Esophagogastroduodenoscopy
Also called EGD or upper endoscopy, this procedure examines the inside of the esophagus, stomach, and duodenum. A thin, flexible, lighted tube, called an endoscope, is guided into the mouth and throat to visualize the esophagus, stomach, and duodenum. The endoscope also allows the insertion of instruments for removal of a sample of tissue for biopsy (if necessary).
Endoscopic Ultrasound
This imaging technique uses sound waves to create a computer image of the wall of the esophagus and stomach, as well as nearby lymph nodes. A small transducer that emits sound waves and receives their echoes is placed on the tip of an endoscope.

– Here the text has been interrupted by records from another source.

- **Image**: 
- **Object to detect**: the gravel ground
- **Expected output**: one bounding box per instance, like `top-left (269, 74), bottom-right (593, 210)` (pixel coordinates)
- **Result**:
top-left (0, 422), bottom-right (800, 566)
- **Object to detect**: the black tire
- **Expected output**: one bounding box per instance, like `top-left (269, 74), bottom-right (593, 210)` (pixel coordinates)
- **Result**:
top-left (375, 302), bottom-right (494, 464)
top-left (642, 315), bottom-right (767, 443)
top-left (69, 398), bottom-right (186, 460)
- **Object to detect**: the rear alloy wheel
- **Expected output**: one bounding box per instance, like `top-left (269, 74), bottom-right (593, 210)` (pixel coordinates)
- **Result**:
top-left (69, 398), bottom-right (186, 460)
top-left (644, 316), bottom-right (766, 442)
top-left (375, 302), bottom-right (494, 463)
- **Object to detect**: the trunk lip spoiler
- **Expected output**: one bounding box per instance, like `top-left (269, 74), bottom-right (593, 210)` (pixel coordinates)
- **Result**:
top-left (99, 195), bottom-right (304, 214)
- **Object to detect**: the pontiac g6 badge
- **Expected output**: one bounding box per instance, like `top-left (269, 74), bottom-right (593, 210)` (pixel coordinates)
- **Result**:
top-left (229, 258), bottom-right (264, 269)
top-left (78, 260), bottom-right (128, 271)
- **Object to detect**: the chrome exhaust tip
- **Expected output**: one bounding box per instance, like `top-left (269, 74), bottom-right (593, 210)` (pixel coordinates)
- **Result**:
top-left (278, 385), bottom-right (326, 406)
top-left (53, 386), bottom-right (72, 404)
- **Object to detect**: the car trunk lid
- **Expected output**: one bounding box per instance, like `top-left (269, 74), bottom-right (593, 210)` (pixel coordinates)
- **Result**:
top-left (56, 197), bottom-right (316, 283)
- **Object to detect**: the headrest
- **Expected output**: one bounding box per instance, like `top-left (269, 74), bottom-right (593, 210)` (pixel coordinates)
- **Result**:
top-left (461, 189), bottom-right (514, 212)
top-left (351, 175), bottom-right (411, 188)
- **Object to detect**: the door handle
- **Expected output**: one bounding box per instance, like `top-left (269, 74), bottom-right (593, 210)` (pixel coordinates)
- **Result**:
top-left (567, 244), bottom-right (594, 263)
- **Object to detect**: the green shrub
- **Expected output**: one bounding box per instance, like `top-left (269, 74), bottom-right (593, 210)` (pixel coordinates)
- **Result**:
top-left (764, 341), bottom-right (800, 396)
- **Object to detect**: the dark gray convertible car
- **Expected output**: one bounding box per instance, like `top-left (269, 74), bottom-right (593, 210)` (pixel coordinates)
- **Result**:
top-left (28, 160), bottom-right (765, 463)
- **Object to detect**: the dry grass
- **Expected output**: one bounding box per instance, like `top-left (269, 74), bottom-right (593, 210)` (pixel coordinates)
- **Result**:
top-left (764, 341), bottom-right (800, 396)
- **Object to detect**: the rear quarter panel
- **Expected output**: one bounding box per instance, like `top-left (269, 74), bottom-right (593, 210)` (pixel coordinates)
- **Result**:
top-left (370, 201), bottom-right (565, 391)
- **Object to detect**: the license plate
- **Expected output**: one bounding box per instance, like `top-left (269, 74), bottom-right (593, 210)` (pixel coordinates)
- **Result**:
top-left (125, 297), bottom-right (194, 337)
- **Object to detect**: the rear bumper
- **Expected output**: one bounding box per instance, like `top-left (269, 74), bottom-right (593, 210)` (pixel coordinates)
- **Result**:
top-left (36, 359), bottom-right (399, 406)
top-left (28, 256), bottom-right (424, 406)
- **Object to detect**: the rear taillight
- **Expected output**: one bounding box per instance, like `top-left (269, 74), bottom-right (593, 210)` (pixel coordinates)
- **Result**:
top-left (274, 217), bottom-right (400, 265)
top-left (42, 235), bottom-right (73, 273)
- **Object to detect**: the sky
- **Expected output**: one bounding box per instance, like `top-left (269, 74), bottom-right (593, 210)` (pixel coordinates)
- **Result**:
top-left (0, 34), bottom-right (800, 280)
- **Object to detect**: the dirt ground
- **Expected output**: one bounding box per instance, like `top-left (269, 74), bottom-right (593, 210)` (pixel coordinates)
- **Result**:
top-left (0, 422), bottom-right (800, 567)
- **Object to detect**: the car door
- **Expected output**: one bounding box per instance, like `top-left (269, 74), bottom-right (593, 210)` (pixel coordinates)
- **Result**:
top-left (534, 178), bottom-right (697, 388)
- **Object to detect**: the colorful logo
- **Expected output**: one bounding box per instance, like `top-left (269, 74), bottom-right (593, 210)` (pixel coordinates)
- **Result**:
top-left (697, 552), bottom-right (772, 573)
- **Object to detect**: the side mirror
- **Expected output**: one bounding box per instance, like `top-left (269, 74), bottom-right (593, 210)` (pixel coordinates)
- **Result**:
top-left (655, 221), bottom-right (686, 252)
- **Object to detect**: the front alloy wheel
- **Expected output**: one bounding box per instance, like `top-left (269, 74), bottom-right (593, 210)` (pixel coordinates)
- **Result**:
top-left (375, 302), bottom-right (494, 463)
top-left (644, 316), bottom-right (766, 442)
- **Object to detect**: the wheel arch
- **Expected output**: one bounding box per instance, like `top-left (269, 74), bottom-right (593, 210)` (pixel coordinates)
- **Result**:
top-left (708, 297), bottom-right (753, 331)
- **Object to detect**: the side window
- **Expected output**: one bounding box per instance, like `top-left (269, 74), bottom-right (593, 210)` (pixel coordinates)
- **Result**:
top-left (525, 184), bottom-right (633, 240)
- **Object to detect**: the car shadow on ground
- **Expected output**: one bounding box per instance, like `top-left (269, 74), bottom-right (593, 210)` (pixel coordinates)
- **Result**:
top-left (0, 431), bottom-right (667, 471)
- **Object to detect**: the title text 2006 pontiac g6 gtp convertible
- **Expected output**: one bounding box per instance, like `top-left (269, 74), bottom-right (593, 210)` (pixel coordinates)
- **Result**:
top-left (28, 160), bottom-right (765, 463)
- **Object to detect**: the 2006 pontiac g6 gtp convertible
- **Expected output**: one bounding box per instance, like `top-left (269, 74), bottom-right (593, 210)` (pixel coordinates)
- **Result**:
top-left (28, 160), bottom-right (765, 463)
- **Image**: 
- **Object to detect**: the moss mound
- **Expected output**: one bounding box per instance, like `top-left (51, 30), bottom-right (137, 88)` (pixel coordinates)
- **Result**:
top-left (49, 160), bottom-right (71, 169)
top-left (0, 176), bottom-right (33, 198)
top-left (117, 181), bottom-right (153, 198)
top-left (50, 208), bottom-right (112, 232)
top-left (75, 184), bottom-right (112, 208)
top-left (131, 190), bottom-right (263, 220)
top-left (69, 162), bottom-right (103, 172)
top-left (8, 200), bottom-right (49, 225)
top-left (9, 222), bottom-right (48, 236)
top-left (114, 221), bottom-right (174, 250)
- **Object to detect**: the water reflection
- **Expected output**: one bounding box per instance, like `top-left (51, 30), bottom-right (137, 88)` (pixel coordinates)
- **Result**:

The endoscope is guided into the mouth and throat, then into the esophagus and the stomach to visualize through the wall as well as surrounding lymph nodes.
Computed Tomography Scan (CT or CAT scan)
This noninvasive diagnostic imaging procedure uses a combination of X-rays and computer technology to produce horizontal, or axial, images (often called slices) of the body. A CT scan shows detailed images of any part of the body, including the bones, muscles, fat, and organs. CT scans are more detailed than general X-rays.